Data hand tools

A data task illustrates the importance of simple and flexible tools.

drill bitThe flowering of data science has both driven, and been driven by, an explosion of powerful tools. R provides a great platform for doing statistical analysis, Hadoop provides a framework for orchestrating large clusters to solve problems in parallel, and many NoSQL databases exist for storing huge amounts of unstructured data. The heavy machinery for serious number crunching includes perennials such as Mathematica, Matlab, and Octave, most of which have been extended for use with large clusters and other big iron.

But these tools haven’t negated the value of much simpler tools; in fact, they’re an essential part of a data scientist’s toolkit. Hilary Mason and Chris Wiggins wrote that “Sed, awk, grep are enough for most small tasks,” and there’s a layer of tools below sed, awk, and grep that are equally useful. Hilary has pointed out the value of exploring data sets with simple tools before proceeding to a more in-depth analysis. The advent of cloud computing, Amazon’s EC2 in particular, also places a premium on fluency with simple command-line tools. In conversation, Mike Driscoll of Metamarkets pointed out the value of basic tools like grep to filter your data before processing it or moving it somewhere else. Tools like grep were designed to do one thing and do it well.
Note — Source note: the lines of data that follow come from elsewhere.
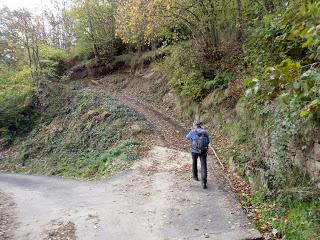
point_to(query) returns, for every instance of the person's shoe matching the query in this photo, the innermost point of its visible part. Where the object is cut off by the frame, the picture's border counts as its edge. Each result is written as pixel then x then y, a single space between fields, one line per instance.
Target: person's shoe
pixel 204 185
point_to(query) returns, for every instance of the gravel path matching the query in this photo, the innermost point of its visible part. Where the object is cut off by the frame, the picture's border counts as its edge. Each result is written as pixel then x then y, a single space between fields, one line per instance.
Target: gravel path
pixel 156 199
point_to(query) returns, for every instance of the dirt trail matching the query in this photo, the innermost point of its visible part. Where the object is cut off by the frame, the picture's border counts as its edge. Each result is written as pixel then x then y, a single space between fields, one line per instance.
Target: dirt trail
pixel 155 199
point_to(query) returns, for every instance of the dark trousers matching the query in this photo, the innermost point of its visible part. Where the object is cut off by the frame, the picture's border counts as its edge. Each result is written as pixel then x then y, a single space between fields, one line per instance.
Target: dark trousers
pixel 203 160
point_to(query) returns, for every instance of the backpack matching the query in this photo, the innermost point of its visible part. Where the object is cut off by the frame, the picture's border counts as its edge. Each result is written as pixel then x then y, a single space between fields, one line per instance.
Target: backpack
pixel 201 141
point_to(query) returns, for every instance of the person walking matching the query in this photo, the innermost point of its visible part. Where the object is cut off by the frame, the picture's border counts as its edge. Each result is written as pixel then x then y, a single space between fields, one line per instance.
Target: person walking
pixel 199 148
Because they’re so simple, they’re also extremely flexible, and can easily be used to build up powerful processing pipelines using nothing but the command line. So while we have an extraordinary wealth of power tools at our disposal, we’ll be the poorer if we forget the basics.

With that in mind, here’s a very simple, and not contrived, task that I needed to accomplish. I’m a ham radio operator. I spent time recently in a contest that involved making contacts with lots of stations all over the world, but particularly in Russia. Russian stations all sent their two-letter oblast abbreviation (equivalent to a US state). I needed to figure out how many oblasts I contacted, along with counting oblasts on particular ham bands. Yes, I have software to do that; and no, it wasn’t working (bad data file, since fixed). So let’s look at how to do this with the simplest of tools.

(Note: Some of the spacing in the associated data was edited to fit on the page. If you copy and paste the data, a few commands that rely on counting spaces won’t work.)

Log entries look like this:

 QSO: 14000 CW 2011-03-19 1229 W1JQ       599 0001  UV5U       599 0041 QSO: 14000 CW 2011-03-19 1232 W1JQ       599 0002  SO2O       599 0043 QSO: 21000 CW 2011-03-19 1235 W1JQ       599 0003  RG3K       599 VR QSO: 21000 CW 2011-03-19 1235 W1JQ       599 0004  UD3D       599 MO ... 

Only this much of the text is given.